Yo he estado tentada de titular este artículo “Elogio del tiempo ordinario”, pero me he retraído porque tampoco quiero pasar por una forofa del trabajo a destajo o una detractora del derecho legítimo al descanso, logrado tras tiempos oscuros en los que los derechos individuales eran desconocidos desde el poder. Pero, también, porque el tiempo ordinario nos va a traer a nuestros próceres de vuelta para deleitarnos con sus discursos sobados, predecibles, algunos malolientes. Así que estoy, más bien, del lado de los que piden que las vacaciones se alarguen unos días más, lo que sea para pasar un tiempo más sin oírlos.
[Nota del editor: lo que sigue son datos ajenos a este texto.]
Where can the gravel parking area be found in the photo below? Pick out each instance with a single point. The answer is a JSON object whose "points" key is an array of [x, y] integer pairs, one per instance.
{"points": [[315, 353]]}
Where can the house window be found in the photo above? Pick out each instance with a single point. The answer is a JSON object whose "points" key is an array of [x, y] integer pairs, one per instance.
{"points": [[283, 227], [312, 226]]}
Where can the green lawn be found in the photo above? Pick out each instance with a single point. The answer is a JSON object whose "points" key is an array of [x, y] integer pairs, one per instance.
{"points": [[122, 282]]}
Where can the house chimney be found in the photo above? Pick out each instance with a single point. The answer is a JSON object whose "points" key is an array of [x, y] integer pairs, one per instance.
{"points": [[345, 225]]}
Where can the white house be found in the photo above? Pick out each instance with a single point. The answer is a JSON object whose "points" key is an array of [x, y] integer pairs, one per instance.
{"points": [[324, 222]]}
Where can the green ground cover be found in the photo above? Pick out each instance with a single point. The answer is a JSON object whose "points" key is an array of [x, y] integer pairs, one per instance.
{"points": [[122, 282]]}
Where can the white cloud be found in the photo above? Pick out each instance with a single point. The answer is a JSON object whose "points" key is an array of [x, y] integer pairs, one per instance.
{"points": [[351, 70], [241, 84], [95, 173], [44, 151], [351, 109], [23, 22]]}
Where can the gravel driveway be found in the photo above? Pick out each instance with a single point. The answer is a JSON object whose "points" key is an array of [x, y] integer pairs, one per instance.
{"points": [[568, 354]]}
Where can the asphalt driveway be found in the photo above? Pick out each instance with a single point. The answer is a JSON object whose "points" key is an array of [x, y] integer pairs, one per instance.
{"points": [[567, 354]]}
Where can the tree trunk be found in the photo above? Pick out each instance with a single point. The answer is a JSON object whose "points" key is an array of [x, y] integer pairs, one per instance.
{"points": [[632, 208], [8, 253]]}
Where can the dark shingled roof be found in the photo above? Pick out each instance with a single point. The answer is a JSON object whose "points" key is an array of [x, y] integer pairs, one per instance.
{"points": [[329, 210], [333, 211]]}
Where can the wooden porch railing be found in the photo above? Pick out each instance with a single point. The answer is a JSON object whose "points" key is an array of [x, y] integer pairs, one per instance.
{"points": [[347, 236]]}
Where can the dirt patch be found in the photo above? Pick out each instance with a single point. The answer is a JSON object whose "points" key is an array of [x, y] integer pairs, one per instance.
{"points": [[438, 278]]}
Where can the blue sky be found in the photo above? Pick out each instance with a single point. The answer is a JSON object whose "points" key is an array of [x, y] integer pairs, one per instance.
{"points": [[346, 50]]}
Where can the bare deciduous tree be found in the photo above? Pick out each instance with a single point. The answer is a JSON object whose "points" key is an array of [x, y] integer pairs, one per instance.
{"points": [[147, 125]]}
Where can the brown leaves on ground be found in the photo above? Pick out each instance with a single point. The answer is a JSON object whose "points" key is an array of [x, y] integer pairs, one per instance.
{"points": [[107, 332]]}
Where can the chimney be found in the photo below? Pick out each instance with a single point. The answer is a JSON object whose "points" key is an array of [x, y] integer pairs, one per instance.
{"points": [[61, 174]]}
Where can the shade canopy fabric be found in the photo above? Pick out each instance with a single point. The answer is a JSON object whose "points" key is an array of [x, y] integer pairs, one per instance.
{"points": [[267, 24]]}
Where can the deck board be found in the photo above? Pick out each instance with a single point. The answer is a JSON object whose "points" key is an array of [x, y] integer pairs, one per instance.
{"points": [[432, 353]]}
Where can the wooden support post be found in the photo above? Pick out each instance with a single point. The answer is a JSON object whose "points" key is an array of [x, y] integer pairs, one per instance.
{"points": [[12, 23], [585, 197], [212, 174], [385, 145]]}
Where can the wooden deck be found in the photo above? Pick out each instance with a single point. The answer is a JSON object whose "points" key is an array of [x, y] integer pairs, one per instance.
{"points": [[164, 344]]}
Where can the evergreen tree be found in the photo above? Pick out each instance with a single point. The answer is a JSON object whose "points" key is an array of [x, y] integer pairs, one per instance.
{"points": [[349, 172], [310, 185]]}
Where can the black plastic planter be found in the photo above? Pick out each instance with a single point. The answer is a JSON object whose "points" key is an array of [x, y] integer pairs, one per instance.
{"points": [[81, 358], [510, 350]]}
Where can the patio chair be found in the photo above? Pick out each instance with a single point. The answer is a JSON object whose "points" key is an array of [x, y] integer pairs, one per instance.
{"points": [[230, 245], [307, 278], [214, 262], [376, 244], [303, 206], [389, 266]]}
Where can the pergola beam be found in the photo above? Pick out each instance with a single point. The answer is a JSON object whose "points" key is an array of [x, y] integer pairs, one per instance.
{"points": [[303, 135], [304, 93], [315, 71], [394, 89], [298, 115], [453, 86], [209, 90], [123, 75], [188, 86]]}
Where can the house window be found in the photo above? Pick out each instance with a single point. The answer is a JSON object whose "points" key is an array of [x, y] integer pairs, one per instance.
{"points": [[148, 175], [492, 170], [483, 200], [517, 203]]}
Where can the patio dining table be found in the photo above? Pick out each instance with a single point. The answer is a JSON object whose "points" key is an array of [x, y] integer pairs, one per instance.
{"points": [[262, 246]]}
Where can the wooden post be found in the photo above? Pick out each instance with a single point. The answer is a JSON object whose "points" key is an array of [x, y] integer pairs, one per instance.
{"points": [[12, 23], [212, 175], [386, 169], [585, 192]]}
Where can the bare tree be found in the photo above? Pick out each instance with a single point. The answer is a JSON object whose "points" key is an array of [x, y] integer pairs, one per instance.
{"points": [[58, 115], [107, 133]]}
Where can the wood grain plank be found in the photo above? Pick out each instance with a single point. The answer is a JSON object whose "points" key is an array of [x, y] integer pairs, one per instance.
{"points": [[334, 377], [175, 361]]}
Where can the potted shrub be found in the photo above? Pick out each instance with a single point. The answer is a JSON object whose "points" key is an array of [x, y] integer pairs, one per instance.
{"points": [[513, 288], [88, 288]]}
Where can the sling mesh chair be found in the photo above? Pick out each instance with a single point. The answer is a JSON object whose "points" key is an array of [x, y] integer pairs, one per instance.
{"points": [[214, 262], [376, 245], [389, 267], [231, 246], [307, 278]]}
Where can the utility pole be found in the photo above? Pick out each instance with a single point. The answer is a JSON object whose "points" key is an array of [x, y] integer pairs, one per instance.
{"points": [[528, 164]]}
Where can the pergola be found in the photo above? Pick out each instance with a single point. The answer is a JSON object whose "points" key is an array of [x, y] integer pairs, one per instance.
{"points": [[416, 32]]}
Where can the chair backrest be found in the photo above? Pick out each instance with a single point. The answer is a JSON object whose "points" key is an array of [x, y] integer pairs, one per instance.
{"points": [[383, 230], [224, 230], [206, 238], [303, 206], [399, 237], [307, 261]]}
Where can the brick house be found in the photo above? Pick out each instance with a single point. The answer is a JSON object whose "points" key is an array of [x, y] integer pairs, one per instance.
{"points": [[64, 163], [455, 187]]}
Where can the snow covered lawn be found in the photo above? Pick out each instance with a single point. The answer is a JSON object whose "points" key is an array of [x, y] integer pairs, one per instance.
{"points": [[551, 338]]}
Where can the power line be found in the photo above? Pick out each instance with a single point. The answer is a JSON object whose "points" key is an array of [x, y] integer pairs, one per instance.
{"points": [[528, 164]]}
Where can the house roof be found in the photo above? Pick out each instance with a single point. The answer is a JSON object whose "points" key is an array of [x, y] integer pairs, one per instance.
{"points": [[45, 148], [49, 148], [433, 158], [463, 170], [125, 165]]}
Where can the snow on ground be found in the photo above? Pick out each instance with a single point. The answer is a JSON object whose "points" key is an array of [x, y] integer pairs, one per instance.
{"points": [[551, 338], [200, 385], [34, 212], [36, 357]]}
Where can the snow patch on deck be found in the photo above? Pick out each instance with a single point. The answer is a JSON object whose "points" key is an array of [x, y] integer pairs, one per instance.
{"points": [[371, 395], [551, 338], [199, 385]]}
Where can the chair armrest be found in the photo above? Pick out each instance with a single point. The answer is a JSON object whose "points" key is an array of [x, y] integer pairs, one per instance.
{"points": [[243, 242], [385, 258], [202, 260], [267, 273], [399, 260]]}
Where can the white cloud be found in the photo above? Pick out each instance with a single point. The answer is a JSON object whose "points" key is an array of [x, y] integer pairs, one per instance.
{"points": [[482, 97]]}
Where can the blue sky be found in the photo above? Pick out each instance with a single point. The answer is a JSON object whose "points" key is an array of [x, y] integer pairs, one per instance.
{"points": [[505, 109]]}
Sin ir más lejos, hace un par de días oí a la vicepresidenta Díaz explicar que no se cansaba nunca de plantear sus propuestas, esas que son rechazadas incluso por los suyos una y otra vez. Yo creo que sería mejor que se quedara un tiempo más en su lugar de asueto “en nuestro país”, como dice con retintín de empollona rancia cada vez que acaba una de sus frases. Igual es que no tiene claro dónde está. Igual le quema el nombre de España la lengua. También hace unos días salió nuestro presidente, que se dignó conceder una entrevista tras descansar en su residencia de verano, nuestra, que es de todos. Han criticado mucho que estuviera tanto allí, con todo lo que ha pasado este verano y reconozco que yo también lo hice, pero al oír la entrevista deseé que volviera unos días más a acabar de broncearse bien y que nos dejara tranquilos, al menos hasta que pasaran nuestras fiestas de septiembre.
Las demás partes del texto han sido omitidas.